Vaccinating Vacancies

Gardasil vaccine usage increases only 4 percent

(RxWiki News) Each year, the United States has six million become infected with human papilloma virus (HPV). HPV is known to cause cervical cancer in women and associated with head and neck cancers in men.

The Center for Disease Controls (CDC) recommends that all teenage girls be vaccinated with Gardasil for HPV.

A national phone survey indicates that those receiving the meningitis vaccine and the tetanus shots went up by 10 percent from 2009 to 2010. Those receiving at least one in the three-shot series of HPV vaccine rose only four percent during the same time period.

"Have your child complete the Gardasil vaccine series."

CDC's Melinda Wharton, M.D. acknowledges it takes a while for vaccines to catch on, but these results about the HPV vaccine are extremely disappointing. She warns that if a better job isn't done to encourage use of the vaccine, an entire generation is vulnerable to developing cervical cancer later on in life.

Jeff Levi, executive director of the Trust for America's Health, a Washington, D.C.-based research group, implores the government to launch an educational campaign to encourage parents to have their girls vaccinated prior to exposure to the virus.
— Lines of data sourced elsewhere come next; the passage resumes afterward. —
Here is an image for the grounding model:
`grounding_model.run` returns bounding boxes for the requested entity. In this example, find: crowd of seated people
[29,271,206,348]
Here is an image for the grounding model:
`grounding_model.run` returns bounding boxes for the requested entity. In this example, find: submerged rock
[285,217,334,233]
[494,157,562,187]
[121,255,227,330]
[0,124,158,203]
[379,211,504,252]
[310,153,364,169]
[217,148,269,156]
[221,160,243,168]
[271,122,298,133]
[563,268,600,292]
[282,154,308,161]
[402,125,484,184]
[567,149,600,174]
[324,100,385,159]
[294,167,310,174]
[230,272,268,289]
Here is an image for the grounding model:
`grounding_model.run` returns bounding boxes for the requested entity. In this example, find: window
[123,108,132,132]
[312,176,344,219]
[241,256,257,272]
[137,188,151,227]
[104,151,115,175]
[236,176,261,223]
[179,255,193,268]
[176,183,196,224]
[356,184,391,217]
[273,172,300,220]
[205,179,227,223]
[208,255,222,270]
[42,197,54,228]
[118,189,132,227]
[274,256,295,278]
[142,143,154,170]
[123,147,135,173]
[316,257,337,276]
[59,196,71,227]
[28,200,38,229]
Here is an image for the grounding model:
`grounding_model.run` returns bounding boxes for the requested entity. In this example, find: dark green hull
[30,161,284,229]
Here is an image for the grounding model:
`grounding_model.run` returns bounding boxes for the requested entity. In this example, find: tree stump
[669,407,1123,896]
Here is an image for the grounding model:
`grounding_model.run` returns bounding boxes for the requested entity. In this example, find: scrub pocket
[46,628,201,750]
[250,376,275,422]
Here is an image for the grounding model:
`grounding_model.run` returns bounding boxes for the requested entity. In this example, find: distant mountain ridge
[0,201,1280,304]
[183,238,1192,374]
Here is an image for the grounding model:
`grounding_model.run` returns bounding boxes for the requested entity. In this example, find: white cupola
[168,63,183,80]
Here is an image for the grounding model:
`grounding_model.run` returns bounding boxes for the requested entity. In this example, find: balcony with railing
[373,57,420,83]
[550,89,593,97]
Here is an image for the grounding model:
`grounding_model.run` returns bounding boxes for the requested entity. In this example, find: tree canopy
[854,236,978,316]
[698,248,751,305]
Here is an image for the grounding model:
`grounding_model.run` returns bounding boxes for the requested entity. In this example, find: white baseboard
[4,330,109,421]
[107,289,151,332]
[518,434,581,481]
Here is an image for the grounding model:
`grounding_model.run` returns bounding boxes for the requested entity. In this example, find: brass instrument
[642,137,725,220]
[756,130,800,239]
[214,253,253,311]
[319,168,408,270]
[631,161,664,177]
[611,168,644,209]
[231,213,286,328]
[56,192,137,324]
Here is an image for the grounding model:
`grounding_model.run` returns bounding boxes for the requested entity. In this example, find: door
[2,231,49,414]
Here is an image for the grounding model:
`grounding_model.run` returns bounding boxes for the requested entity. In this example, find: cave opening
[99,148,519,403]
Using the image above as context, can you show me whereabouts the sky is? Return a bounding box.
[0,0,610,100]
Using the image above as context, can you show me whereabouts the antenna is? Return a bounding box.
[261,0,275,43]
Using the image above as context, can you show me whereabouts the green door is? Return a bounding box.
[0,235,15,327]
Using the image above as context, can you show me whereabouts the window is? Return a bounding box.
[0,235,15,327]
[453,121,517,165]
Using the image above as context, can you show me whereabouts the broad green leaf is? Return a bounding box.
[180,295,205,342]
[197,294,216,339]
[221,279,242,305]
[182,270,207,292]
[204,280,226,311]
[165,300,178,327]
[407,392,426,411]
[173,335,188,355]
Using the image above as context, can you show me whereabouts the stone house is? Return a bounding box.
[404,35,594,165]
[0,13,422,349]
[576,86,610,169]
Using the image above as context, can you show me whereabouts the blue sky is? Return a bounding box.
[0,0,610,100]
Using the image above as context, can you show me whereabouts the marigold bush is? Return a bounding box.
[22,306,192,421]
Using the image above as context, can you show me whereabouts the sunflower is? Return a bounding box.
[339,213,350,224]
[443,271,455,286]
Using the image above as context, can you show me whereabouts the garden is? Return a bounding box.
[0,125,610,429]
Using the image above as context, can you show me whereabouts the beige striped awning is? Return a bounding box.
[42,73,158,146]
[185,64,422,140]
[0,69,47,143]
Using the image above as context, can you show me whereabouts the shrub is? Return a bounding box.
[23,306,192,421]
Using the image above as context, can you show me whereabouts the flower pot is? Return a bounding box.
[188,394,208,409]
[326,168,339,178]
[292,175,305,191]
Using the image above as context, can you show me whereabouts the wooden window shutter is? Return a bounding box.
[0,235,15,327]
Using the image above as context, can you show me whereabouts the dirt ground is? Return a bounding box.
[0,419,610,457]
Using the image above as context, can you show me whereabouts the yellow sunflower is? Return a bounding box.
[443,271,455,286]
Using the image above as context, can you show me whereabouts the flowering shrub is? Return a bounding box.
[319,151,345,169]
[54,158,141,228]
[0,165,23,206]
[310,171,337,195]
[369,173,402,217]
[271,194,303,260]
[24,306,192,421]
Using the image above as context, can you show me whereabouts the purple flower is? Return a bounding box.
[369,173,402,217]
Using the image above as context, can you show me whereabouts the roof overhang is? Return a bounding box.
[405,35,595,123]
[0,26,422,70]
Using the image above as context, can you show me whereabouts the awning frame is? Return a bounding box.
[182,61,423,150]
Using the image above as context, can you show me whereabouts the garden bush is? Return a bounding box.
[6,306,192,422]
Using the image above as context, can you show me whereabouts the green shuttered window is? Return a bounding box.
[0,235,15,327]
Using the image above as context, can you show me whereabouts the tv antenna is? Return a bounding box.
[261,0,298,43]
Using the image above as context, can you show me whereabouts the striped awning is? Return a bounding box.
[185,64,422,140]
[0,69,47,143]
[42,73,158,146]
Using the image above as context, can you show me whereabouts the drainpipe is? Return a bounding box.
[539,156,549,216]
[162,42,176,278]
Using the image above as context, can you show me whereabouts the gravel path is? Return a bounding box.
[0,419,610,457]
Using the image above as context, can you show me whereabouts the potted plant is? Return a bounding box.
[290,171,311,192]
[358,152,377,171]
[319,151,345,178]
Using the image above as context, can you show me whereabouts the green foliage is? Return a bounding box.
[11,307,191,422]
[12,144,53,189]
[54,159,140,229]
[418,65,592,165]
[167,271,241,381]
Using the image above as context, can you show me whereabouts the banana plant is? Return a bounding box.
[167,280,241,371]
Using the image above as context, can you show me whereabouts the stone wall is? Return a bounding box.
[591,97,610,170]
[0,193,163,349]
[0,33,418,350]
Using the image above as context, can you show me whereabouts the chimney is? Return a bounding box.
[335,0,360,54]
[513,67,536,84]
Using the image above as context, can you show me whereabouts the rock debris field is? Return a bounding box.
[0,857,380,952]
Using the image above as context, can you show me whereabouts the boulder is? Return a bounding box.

The national phone survey including more than 19,000 teenage participants, found that 69 percent had gotten the tetanus shot, 63 percent had received the meningitis vaccine and 32 percent received all three doses of the HPV vaccine.

Girls living in poverty were much less likely to complete the 6 month series of shots and blacks and Hispanics were less likely to complete the series than whites.